Bengaluru: The devastating fire that destroyed thousands of acres of forest land in Karnataka’s Bandipur Tiger Reserve continued to rage on Sunday, stated forest officials. The forest officers took the help of fire service personnel, emergency service personnel and volunteers to douse the flames. They began their fire fighting operation on Saturday and went on till 4 AM on Sunday. Meanwhile, the fire has been successfully contained near Melukamanahalli, Bandipur area, stated a report.

The early morning mist had allegedly helped reduce the intensity of the flames. In the wake of the wildfire, the Safari at the Tiger Reserve in Bandipur has been cancelled by authorities as the safari zone has been destroyed in the disaster. The fire has in fact destroyed over 8,000 acres of Bandipur forest area except the areas considered to be critical tiger habitat. The forest is spread over 2.16 lakh acres. The fire also killed hundreds of animal species including snakes, rabbits, lizards and also turned thousands of trees into ashes.

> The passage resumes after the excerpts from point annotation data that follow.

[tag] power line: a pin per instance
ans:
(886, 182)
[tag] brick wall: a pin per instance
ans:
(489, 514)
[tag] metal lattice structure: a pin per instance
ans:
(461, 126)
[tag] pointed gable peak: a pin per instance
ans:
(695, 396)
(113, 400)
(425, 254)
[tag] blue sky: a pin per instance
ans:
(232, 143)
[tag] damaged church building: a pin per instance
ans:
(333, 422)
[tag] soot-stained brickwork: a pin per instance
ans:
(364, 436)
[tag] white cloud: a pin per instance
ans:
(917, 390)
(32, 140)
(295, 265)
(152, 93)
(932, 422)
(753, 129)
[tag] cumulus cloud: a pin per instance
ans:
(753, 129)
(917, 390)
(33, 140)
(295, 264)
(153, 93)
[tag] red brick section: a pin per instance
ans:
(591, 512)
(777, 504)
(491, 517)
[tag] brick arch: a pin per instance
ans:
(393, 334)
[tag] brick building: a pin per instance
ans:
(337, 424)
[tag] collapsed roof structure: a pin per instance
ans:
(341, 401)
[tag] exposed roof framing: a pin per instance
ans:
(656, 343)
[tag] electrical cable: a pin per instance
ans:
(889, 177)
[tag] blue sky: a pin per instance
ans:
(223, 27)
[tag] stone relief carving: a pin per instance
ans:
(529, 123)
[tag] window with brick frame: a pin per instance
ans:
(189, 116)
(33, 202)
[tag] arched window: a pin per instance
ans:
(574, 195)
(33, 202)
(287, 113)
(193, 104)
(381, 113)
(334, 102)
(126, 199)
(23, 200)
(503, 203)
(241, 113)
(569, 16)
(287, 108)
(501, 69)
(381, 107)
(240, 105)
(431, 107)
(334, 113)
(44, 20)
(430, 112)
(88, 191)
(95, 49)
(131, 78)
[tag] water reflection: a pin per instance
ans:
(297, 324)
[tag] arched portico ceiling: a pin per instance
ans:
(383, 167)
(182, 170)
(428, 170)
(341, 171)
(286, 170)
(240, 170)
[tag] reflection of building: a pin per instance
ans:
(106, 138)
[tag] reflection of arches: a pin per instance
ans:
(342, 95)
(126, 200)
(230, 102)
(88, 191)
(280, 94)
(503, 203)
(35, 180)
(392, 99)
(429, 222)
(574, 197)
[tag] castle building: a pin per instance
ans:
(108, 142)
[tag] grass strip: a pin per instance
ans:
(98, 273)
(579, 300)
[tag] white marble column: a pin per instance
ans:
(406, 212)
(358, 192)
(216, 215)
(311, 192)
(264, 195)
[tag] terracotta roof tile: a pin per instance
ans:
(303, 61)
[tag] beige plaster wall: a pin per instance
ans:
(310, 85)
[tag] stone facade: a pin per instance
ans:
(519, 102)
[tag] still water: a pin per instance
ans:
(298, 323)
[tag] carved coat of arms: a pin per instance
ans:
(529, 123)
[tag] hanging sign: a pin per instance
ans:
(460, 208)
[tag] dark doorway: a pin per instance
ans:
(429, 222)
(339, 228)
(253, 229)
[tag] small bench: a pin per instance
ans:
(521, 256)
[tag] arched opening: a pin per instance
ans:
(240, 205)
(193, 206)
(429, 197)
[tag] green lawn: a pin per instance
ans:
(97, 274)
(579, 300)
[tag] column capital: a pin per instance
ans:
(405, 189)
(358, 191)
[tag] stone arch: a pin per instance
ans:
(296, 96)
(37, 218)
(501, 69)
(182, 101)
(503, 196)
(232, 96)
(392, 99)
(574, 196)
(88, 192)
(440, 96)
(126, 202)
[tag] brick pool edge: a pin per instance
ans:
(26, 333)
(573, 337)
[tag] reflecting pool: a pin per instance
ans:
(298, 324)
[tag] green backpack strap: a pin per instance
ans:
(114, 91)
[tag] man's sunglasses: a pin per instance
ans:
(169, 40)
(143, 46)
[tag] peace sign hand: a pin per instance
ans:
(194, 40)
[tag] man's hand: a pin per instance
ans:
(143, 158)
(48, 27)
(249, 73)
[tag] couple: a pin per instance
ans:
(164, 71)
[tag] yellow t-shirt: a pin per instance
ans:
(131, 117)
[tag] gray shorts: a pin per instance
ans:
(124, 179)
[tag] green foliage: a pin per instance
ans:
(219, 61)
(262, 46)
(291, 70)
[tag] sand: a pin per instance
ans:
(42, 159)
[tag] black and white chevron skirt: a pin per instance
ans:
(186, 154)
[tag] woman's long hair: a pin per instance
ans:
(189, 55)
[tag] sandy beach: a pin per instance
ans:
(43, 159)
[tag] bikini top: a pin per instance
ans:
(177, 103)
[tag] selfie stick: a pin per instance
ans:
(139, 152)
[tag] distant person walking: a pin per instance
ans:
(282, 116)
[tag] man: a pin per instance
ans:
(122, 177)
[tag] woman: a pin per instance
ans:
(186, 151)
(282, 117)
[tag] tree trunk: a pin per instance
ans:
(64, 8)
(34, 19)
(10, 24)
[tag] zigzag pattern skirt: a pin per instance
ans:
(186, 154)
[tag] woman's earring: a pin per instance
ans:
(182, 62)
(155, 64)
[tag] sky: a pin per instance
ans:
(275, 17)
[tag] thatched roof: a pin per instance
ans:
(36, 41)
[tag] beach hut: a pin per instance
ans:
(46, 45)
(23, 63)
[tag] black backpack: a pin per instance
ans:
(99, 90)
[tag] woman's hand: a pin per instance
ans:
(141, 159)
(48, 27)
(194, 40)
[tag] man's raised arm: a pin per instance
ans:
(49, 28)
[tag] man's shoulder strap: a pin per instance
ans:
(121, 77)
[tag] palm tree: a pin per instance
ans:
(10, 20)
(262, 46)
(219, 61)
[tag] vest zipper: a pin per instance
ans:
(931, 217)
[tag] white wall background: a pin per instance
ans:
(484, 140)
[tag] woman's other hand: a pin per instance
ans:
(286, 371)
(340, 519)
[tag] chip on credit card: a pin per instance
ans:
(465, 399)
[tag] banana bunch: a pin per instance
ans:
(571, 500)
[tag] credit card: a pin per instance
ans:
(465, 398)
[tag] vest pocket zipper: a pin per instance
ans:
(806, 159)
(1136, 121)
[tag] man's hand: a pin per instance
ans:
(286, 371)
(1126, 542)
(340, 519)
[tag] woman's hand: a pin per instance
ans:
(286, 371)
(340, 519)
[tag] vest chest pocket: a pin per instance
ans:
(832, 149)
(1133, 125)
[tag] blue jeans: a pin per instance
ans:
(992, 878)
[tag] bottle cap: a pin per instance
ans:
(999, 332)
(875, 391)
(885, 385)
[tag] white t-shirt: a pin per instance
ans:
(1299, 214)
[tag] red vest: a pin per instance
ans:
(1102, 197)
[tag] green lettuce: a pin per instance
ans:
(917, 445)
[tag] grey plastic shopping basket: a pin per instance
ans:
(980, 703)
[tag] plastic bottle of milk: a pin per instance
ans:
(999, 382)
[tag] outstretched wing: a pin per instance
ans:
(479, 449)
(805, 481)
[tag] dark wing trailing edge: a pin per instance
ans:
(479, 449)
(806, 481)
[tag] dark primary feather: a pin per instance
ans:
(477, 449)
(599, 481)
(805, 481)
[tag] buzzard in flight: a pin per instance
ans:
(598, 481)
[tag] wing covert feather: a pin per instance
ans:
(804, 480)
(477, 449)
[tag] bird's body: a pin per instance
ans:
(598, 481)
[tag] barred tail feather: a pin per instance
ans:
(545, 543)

The authorities have reportedly closed the Gundlupet-Ooty highway in an attempt to contain the fire. The major challenge posed to firefighters, forest staff and volunteers were the presence of strong winds. A report by The New Indian Express quoted a source as saying, “Over 150 people are working to douse the fire and more local tribal folk are expected to join hands. They are trying their best to check the spread of fire to NH 67 that passes through the national park.”

This is not the first time that such a forest fire is reported. During 2017, the then chief minister of Karnataka Siddaramaiah ordered a Criminal Investigation Department probe into the Bandipur and Kappatagudda forest fires. “Formulate a plan to restrict such incidents of forest fire and steps that should be taken to control if it occurs again,” Siddaramaiah had reportedly said.

The Bandipur Tiger Reserve is known for maintaining the highest tiger population in the world. Out of the total tigers in India, Bandipur and Nagarahole Tiger Reserve have about early 25 per cent of the population.